Moses "Whispering" Smith (January 25, 1932 - April 28, 1984) was an American blues harmonicist and singer. He recorded tracks including "A Thousand Miles from Nowhere" and "Texas Flood" and worked with Lightnin' Slim and with Silas Hogan. He was inducted into the Louisiana Blues Hall of Fame.

==Biography==
Smith was born in Union Church, Mississippi.

In the 1960s, Smith played harmonica on recordings by the swamp blues notables Lightnin' Slim and Silas Hogan, before he was able to record some tracks of his own. At this time he worked with the record producer J. D. "Jay" Miller, based in Crowley, Louisiana, and his recordings were released by Excello Records. His singles included the songs "Mean Woman Blues", and "Don't Leave Me Baby" and the B-side instrumental tracks "Live Jive" and "Hound Dog Twist".

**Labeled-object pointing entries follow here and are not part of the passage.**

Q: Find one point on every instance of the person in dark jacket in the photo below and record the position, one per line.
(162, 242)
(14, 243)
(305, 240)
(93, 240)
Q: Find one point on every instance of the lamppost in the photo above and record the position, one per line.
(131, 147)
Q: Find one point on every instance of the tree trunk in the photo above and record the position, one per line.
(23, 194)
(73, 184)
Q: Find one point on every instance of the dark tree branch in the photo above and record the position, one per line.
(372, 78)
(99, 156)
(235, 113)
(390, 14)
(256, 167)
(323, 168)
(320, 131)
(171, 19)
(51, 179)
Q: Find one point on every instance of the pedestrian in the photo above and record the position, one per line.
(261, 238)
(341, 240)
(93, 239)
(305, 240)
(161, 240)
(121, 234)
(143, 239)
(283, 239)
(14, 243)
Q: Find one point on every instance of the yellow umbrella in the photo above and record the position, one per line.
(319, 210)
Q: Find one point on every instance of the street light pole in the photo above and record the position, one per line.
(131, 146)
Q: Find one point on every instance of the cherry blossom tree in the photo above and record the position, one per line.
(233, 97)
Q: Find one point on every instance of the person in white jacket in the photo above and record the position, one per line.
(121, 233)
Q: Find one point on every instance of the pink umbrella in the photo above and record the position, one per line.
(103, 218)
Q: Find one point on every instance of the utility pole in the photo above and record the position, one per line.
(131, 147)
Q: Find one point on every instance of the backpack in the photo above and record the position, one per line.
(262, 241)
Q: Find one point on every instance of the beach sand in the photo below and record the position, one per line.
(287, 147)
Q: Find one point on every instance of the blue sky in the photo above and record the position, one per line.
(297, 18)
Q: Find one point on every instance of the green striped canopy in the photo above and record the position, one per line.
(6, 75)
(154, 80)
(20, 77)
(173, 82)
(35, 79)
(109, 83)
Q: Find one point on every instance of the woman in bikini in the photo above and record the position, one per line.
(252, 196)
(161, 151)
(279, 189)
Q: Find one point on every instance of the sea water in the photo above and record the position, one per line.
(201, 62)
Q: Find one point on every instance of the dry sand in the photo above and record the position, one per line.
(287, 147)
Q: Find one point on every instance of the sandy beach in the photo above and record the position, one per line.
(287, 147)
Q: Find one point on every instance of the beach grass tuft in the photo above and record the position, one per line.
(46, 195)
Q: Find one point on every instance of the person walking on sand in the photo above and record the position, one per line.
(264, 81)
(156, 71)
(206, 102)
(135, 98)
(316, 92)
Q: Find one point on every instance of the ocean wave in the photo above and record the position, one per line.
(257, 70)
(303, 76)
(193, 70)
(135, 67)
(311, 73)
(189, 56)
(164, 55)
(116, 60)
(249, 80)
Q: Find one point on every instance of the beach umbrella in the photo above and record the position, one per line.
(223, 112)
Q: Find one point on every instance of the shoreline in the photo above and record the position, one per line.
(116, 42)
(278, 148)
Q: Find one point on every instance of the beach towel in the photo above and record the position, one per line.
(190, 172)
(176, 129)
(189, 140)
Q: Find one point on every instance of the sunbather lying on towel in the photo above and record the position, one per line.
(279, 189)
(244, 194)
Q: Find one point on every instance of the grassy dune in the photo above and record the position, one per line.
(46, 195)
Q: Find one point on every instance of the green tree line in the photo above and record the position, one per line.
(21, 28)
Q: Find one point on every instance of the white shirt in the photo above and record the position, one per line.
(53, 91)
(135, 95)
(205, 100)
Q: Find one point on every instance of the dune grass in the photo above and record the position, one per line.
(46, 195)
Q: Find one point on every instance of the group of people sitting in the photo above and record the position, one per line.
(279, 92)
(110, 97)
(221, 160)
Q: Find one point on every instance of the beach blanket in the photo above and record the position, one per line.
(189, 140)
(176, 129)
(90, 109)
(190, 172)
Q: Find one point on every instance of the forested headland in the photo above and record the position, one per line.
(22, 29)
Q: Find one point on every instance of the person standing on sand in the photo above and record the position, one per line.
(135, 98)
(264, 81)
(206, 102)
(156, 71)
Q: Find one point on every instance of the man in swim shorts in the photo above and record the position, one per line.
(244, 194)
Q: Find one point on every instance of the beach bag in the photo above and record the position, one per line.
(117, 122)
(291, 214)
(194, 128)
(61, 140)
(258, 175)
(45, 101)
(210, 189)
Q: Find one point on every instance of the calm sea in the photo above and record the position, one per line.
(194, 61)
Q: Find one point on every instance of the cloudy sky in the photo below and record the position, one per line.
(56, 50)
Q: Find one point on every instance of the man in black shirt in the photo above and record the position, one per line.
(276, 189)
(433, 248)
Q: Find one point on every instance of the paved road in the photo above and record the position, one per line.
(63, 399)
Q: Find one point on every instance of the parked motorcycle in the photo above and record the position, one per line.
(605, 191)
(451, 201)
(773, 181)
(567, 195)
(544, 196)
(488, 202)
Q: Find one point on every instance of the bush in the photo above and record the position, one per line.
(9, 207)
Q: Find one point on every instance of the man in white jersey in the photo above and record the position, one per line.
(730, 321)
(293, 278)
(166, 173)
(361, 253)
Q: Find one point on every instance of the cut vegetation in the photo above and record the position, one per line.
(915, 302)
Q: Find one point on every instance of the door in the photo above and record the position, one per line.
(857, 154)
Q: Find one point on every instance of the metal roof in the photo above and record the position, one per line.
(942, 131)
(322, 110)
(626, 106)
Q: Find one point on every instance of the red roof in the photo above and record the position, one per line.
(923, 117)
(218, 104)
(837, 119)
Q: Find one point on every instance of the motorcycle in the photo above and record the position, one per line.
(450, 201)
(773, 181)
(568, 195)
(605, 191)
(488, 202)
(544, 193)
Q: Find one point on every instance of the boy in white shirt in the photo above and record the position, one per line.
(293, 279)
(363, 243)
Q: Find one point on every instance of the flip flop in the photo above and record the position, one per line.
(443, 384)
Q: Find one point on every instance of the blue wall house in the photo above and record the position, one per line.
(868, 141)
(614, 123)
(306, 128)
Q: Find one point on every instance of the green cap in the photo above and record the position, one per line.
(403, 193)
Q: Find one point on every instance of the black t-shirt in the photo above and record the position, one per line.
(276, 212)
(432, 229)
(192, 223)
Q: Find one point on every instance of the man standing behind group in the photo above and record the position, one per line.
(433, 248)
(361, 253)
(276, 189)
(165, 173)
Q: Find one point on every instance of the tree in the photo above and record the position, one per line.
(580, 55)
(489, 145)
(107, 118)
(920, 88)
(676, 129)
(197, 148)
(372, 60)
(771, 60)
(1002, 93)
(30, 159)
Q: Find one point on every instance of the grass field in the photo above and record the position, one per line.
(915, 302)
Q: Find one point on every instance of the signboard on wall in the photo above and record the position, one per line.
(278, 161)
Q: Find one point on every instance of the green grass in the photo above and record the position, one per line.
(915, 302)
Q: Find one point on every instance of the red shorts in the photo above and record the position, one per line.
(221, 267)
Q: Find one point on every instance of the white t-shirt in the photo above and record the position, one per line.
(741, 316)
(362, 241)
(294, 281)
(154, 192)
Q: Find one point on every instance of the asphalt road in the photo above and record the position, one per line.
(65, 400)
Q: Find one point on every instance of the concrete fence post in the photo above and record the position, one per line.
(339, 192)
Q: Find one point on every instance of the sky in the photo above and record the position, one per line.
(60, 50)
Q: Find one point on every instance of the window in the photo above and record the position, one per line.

Although he was a powerful singer and a straight but unsophisticated harmonica player, his success was diminished by his emergence when swamp blues was declining in popularity. He recorded his final solo album for Excello, Over Easy, in 1971. Two years later, he toured Europe as part of American Blues Legends '73, contributing two tracks to the Big Bear Records album of the same name.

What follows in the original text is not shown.